Neuronavigated TMS uses an individual’s MRI scan to calculate the exact coordinates for the DLPFC target and uses an optical tracking system to maintain coil position during treatment. This improves targeting accuracy and has been associated with better outcomes in multiple studies.
The Bottom Line: A Tool, Not Magic
TMS is a neuromodulation tool — sophisticated, but based on physics that Michael Faraday could have understood. A changing magnetic field induces current in brain tissue. That current activates neurons. Repeated activation triggers plasticity. Plasticity changes circuit function. Changed circuit function changes symptoms.
The precision of the tool — coil design, individual calibration, targeting accuracy — determines how effectively it achieves this chain. A TMS system that is well-calibrated, well-targeted, and delivered by an experienced clinician produces better outcomes than one that is not. The physics does not change; the engineering and clinical implementation do.
Understanding this does not change how you experience TMS. But it explains why the specific details of your treatment — the coil, the calibration, the targeting — matter more than the vague concept of “brain stimulation.”
Frequently Asked Questions
How does TMS activate neurons without surgery or medication?
TMS uses Faraday's law of electromagnetic induction. A rapidly changing magnetic field generated by the coil induces an electrical current in brain tissue. This current activates neurons -- preferentially axons over cell bodies, and larger diameter axons more than smaller ones. The activation sends signals downstream to structures that do not receive direct TMS stimulation, including the anterior cingulate cortex, amygdala, and other mood-regulating structures.
What is motor threshold and why does it matter?
Motor threshold is the minimum stimulation intensity required to produce a motor evoked potential in a hand muscle when stimulating the motor cortex. It varies between individuals by roughly 30-50% based on head geometry, skull thickness, and cerebrospinal fluid volume. TMS dosing calibrated to your specific motor threshold produces more reliable outcomes than using a fixed intensity. Skipping or rushing motor threshold determination is a red flag in TMS practice.
What is the difference between high-frequency and low-frequency TMS?
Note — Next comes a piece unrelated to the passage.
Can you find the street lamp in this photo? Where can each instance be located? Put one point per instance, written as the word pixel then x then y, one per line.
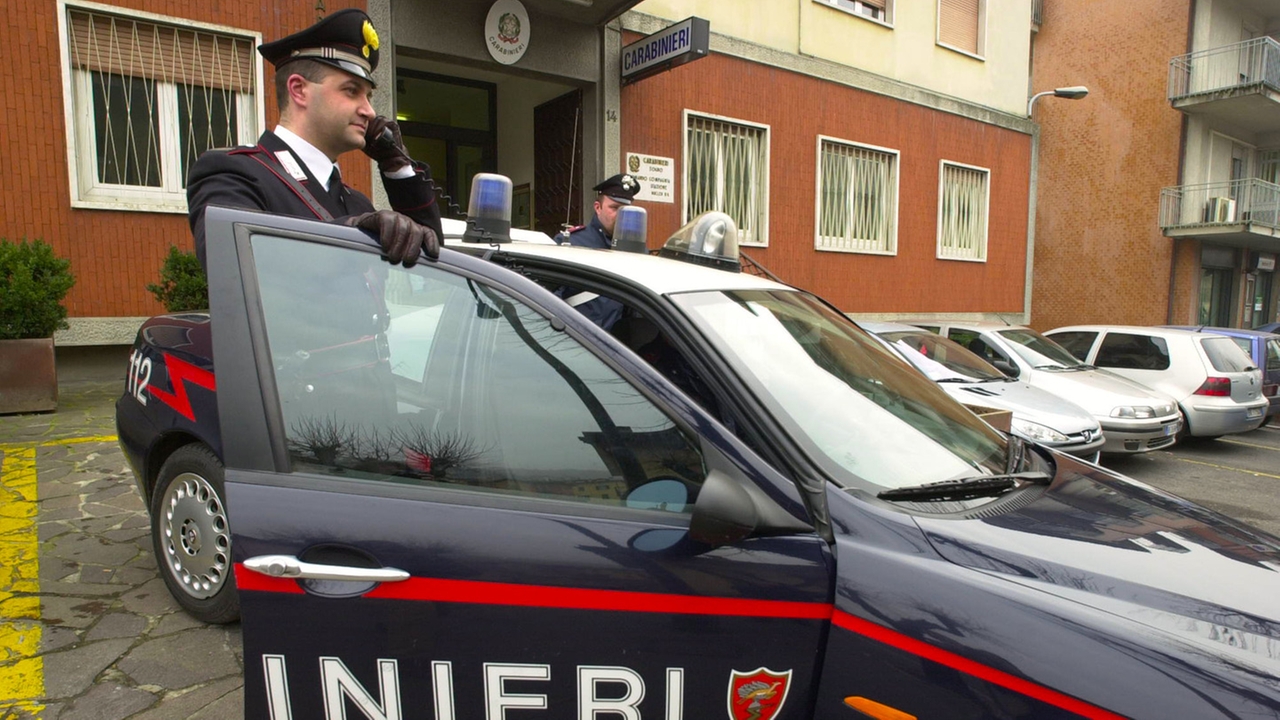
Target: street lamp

High-frequency TMS (5-20 Hz) is generally excitatory and increases cortical excitability -- used for depression treatment with standard protocols using 10 Hz stimulation to the left DLPFC. Low-frequency TMS (1 Hz or less) is generally inhibitory and decreases cortical excitability -- used for conditions involving cortical hyperactivation such as some epilepsy applications or reducing auditory hallucinations in schizophrenia.